Now that my cheaper Anthem health insurance is in place, I’ve been playing catch-up on all my routine checkups and the bills are rolling in.
A few weeks ago, my family practitioner checked my blood and urine.
I just received Anthem’s “Explanation of Benefits” listing a total of 7 Lab/Pathology items for these two tests totaling $276. Of this amount, Anthem paid exactly ZERO.
But the good news is that because Anthem’s in my corner, they tossed off $205.40 as lab greed. So I’m on the hook to pay only $70.60 in “allowable” charges. Lucky me. Nearly 75% off is what I get on this extra medical bill in addition to $378 in monthly premiums.
One $30 charge was voided, with Anthem not requiring me to pay a penny of it. I wonder what frivolous procedure they thought that was for?
I’m not complaining (well, yeah, I am, if only at Anthem’s ironclad refusal to cover preventive care to head off bigger claims in the future), but I’m wondering how healthcare providers survive by getting paid only 25% of what they think their services are worth.
Do doctors just pull these amounts out of their butts?

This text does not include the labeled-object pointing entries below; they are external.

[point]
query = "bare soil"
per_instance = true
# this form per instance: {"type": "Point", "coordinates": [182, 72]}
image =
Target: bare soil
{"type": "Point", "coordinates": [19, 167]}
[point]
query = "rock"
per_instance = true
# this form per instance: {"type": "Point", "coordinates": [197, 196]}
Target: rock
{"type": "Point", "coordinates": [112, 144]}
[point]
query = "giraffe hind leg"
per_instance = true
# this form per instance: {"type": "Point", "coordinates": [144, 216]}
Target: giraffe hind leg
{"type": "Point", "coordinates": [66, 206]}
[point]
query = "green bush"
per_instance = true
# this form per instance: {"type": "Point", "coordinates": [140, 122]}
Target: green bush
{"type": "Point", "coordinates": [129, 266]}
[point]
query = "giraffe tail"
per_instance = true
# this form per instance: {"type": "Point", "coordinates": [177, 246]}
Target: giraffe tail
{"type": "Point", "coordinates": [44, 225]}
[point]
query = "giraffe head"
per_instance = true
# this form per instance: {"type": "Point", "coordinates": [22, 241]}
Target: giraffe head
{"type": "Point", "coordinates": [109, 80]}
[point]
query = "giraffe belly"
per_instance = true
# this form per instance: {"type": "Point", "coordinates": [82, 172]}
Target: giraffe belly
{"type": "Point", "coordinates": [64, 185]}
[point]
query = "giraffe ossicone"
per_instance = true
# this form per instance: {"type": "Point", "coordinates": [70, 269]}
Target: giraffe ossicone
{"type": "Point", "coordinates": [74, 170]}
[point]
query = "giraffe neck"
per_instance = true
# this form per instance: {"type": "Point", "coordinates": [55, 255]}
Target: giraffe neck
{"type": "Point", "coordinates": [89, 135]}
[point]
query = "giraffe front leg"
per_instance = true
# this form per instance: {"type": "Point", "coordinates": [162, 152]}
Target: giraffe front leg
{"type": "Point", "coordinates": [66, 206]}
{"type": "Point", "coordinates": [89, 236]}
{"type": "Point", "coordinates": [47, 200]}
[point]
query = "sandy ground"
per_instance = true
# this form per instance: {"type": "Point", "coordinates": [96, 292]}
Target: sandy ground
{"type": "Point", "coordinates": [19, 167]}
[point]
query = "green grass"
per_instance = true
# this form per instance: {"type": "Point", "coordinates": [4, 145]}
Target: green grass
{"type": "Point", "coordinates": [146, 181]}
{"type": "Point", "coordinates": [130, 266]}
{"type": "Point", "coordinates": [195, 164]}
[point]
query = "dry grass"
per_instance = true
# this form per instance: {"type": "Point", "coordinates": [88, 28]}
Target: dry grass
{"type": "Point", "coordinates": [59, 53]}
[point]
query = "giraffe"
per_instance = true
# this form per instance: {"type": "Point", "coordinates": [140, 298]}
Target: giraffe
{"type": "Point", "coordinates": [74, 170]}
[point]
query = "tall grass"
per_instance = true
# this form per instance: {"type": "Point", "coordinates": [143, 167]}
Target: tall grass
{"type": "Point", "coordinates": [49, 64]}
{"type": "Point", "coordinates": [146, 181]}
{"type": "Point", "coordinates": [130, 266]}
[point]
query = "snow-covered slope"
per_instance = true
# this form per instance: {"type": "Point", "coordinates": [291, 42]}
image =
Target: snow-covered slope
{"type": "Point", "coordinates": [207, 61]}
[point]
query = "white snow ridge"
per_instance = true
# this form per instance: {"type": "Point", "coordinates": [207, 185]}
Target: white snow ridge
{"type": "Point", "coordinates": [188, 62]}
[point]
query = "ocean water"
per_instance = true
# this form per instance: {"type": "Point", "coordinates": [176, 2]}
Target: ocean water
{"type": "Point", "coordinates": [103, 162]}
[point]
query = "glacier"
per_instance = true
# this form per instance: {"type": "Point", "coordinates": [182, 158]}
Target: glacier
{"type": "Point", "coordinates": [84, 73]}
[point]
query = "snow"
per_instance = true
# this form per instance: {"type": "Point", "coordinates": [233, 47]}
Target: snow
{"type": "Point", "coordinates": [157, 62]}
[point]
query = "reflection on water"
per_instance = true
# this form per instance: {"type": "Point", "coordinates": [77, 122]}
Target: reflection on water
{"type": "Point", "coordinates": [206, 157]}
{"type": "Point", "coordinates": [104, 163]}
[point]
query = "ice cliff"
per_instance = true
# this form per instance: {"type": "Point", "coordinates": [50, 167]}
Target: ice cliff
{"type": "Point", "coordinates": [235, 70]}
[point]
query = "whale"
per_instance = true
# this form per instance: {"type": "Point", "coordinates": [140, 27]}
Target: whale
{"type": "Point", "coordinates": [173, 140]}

Are they grossly inflating the cost of doing business?
Or are health insurers being allowed to systematically strangle the healthcare industry into bankruptcy as they squeeze every penny they can out of policyholders (individuals and employers), keeping the lion’s share for themselves while they do nothing but obstruct good healthcare?
If you’ve read any of my previous posts on this subject, you know what I think.
We’ve had a step in the right direction just by getting John McCain to acknowledge there’s a problem, but all of the presidential candidates have yet to propose a plan that’s anywhere near as effective as HR 676, the universal healthcare bill that’s been languishing in Congress since 2005.
If HR 676 were to pass, “Explanations of Benefits” and the insurers who spew them would be extinct, and routine preventive healthcare wouldn’t be a luxury people are increasingly unable to afford.